4ème de couverture: Dans un grand mas provençal, une bande d’amis passe un nouvel été. Les vacances se terminent, la quarantaine est là, l’amitié tire sur la corde. Malgré l’humour et l’ivresse, le désenchantement gagne. Comment échapper à la tristesse des choses auxquelles on ne croit plus ? L’amertume fait-elle de nous des orphelins ?

Sous la familiarité estivale pointent cauchemars et bad trip : quand les peurs et les fantasmes prennent le dessus, voilent les évidences et font vaciller le simple sentiment de réalité.

Une phrase : «Le monde se révèle à vous brusquement : chaque nuit est une fin de fête.»

En deux mots : ouais, bof. Je crois que ça résume plutôt pas trop mal mon état d’esprit après avoir refermé ce livre (et même en le lisant d’ailleurs !)

Je l’avais choisi car j’avais lu des critiques pas trop mauvaises au sujet de ce roman. Le thème aussi me tentait bien : le délitement de l’amitié après des années à se côtoyer, l’illusion d’une réalité disparue depuis longtemps – ce qui me faisait assez penser au film Les petits mouchoirs. Au fond, rien de tout cela. Je m’attendais à des personnages qui se croisent, se heurtent, s’ignorent, mais aussi se livrent et expriment leurs sentiments au fil des pages. Que nenni. Il s’agit en fait d’une sorte de monologue du héros, qui est plutôt du genre blasé dépressif, et qui effectivement survole l’histoire comme dans un monde parallèle.
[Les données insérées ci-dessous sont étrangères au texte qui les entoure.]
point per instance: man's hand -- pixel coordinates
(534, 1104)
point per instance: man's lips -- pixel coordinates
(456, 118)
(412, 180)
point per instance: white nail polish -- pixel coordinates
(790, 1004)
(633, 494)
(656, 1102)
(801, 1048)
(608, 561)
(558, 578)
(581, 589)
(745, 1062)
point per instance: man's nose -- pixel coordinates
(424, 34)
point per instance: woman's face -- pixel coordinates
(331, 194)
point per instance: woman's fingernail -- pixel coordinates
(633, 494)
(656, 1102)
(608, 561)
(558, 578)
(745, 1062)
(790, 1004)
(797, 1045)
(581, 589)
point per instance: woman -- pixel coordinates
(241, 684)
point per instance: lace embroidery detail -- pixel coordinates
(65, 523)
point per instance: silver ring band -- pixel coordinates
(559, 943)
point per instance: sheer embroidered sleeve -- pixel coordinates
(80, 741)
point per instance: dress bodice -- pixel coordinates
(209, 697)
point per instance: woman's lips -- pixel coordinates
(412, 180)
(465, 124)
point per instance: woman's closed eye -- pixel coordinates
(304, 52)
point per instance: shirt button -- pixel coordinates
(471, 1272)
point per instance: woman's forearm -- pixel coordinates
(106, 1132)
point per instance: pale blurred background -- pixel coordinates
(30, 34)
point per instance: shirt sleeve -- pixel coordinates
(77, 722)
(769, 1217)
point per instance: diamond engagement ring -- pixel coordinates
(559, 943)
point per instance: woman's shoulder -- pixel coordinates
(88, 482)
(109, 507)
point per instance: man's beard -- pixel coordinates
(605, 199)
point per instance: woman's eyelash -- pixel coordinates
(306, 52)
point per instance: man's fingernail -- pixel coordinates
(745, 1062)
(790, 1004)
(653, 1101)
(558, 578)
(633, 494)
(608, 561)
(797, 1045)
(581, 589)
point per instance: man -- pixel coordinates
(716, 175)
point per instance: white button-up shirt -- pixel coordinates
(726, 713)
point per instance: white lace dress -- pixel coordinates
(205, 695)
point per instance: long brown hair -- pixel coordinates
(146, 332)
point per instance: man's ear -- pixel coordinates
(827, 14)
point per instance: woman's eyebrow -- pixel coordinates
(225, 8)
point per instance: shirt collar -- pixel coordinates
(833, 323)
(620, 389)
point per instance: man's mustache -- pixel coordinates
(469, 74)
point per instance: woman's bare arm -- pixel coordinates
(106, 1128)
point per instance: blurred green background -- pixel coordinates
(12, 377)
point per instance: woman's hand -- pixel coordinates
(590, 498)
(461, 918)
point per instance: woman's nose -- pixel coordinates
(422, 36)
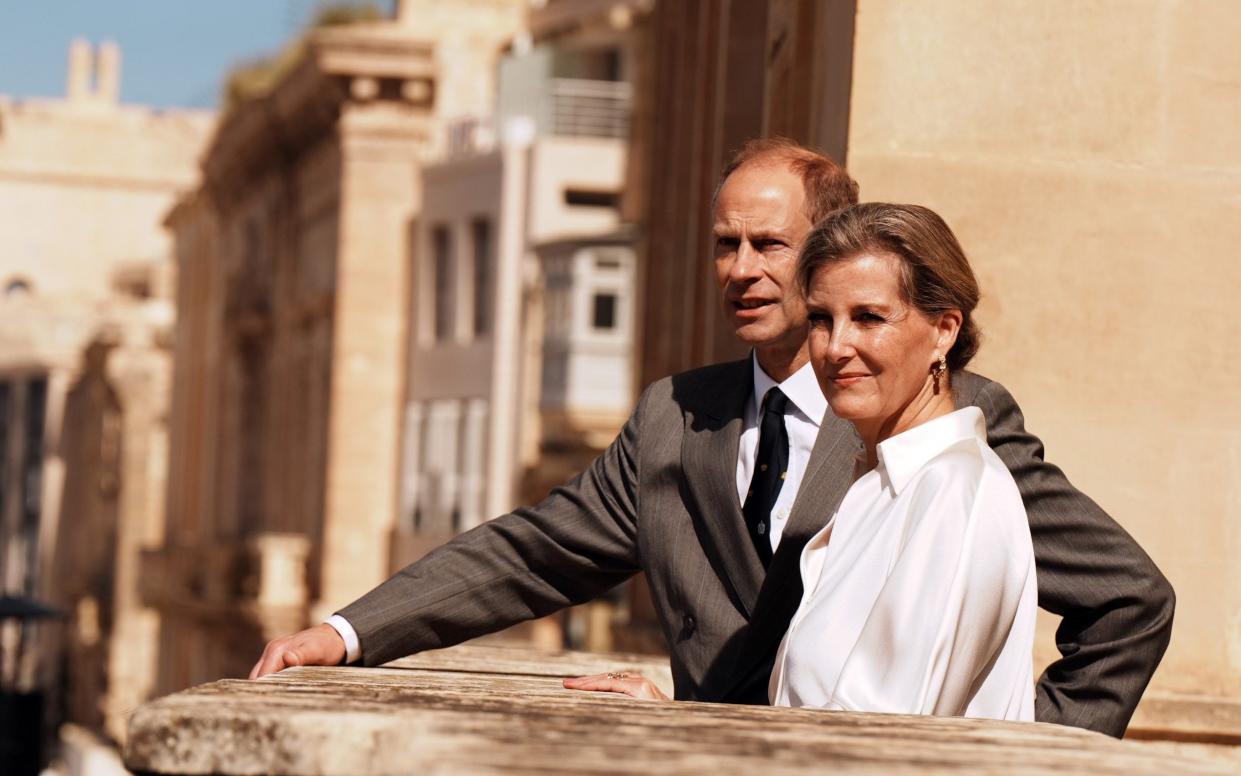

Pas vraiment gai ni distrayant ! En outre, le récit est raconté à la seconde personne du pluriel, et ça m’a un peu dérangé. Je ne voyais pas ce que le "vous" venait faire là, ni ce qu’il apportait au récit. Personnellement, il m’a plus empêché de m’identifier et de plonger dans l’histoire qu’autre chose.

Voilà, après toutes ces explications, j’en reviens à mon avis de départ : ouais, bof.